Rearranging we obtain the following expression for the ratio of the reflected to the incident amplitude.

(137)#\[\begin{align} \frac{R}{A}=\frac{Fk-\eta\omega}{Fk+\eta\omega}. \end{align}\]

Let us consider some limiting behaviour of this result to see if it makes sense. You may have found out in the lab that varying the viscosity of the fluid in your wave generator/reflector experiment resulted in different amounts of reflected wave. This result tells us that at a particular value of the reflection coefficient, \(R/A\) goes to zero. This happens when

(138)#\[\begin{align} Fk=\eta\omega, \end{align}\]

or

(139)#\[\begin{align} \eta=\frac{F}{v} \end{align}\]

Note that the zero reflection point is not at the maximum amount of friction; if we increase \(\eta\) to infinity, corresponding to a really sticky fluid, we obtain \(R/A=-1\), so that all of the incident signal is reflected with the opposite phase. This also happens if you have an infinitely heavy mass on the end of the string, or an infinitely stiff spring. So, there is a particular choice of stickiness of the damping mechanism that leads to perfect attenuation of the reflected wave. Note also that it is not true in general that all the energy in the incoming wave is reflected. This is because the damping mechanism converts some or all of the energy in the incident wave into other forms, such as heat in the viscous medium that makes up the damper.

The physics of this problem is analogous to that of high frequency signals travelling down cables. When you work with oscilloscopes and reasonably high frequency signals, say between \(1\,{\rm MHz}\) and \(1\,{\rm GHz}\), you will have noticed that the cables used are black circular cross section cables, and if you are particularly observant you may have noticed the letters RG-58 written on the outer conductor. This type of cable is coaxial - it consists of an inner conductor that runs down the centre, a dielectric layer that can be made of several different materials, and an outer braided sheath that acts as a ground. This cable is good for carrying sine waves or pulses that have high frequency content, but if the terminations on the end of the cable have the wrong amount of resistance, then some of the incident signal is reflected back down the cable, leading to undesirable standing waves.
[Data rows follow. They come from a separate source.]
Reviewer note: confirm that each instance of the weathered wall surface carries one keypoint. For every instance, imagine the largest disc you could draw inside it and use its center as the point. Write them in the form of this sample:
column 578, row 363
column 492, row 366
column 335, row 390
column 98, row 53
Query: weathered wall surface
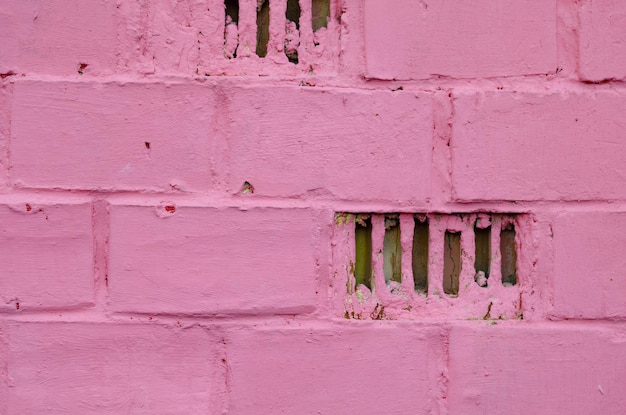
column 213, row 207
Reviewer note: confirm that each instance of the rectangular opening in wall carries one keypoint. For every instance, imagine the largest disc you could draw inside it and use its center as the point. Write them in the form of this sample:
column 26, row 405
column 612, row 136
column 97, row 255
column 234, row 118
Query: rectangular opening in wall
column 292, row 30
column 231, row 31
column 508, row 252
column 451, row 263
column 262, row 27
column 482, row 257
column 363, row 254
column 320, row 11
column 392, row 249
column 419, row 261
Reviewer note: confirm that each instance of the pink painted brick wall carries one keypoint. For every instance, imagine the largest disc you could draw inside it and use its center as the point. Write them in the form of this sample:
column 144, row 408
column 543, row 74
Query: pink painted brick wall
column 177, row 222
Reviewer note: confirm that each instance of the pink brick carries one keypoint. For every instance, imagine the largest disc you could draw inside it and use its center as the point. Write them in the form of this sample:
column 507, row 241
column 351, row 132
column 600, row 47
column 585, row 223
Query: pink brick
column 589, row 274
column 46, row 260
column 207, row 260
column 603, row 39
column 534, row 146
column 6, row 94
column 288, row 141
column 93, row 136
column 83, row 368
column 367, row 369
column 56, row 36
column 545, row 369
column 418, row 39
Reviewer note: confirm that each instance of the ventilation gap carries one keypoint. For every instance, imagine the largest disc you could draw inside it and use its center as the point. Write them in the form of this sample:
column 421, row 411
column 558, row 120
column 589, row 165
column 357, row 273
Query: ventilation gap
column 363, row 257
column 392, row 250
column 419, row 262
column 231, row 30
column 451, row 263
column 292, row 30
column 320, row 10
column 508, row 253
column 482, row 257
column 262, row 27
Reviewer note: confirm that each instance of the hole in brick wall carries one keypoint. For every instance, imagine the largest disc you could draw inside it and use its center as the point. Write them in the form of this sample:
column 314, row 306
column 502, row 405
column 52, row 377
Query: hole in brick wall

The way to avoid standing waves is to terminate the cable with an electrical load that matches the characteristics of the cable. RG-58 cable has a so-called ‘characteristic impedance’ of \(50\,{\rm \Omega}\), and it turns out that if you connect a \(50\,{\rm \Omega}\) resistor between the inner conductor and the outer sheath, this results in zero reflection, or a perfect match between the cable and its load. What we have been studying here is the analogous problem in mechanics and waves on strings in particular.

It may occur to you that you might be able to invent a common theory for describing matching between signal transmission lines and loads on the ends of the lines. You will learn about this common theory next year; it is called the theory of impedances.

Summary#

In this lecture, we’ve had a quick review of the previous lecture on damped oscillators, then took the next step to look at damped waves. In this latter case, we considered a setup in which a wave was travelling down a wire that was attached to a device that absorbed the energy of the wave. We calculated the conditions under which all the energy of the incident wave was absorbed so that there is no reflected wave. Under these circumstances, no standing wave is set up in the system. We saw that this critical level of damping was dictated by the other properties of the system - notably the tension in the wire and the velocity of the wave. Analogies of this can be drawn with other types of waves, including electrical signals in which you may wish to negate any reflected signals at a terminal.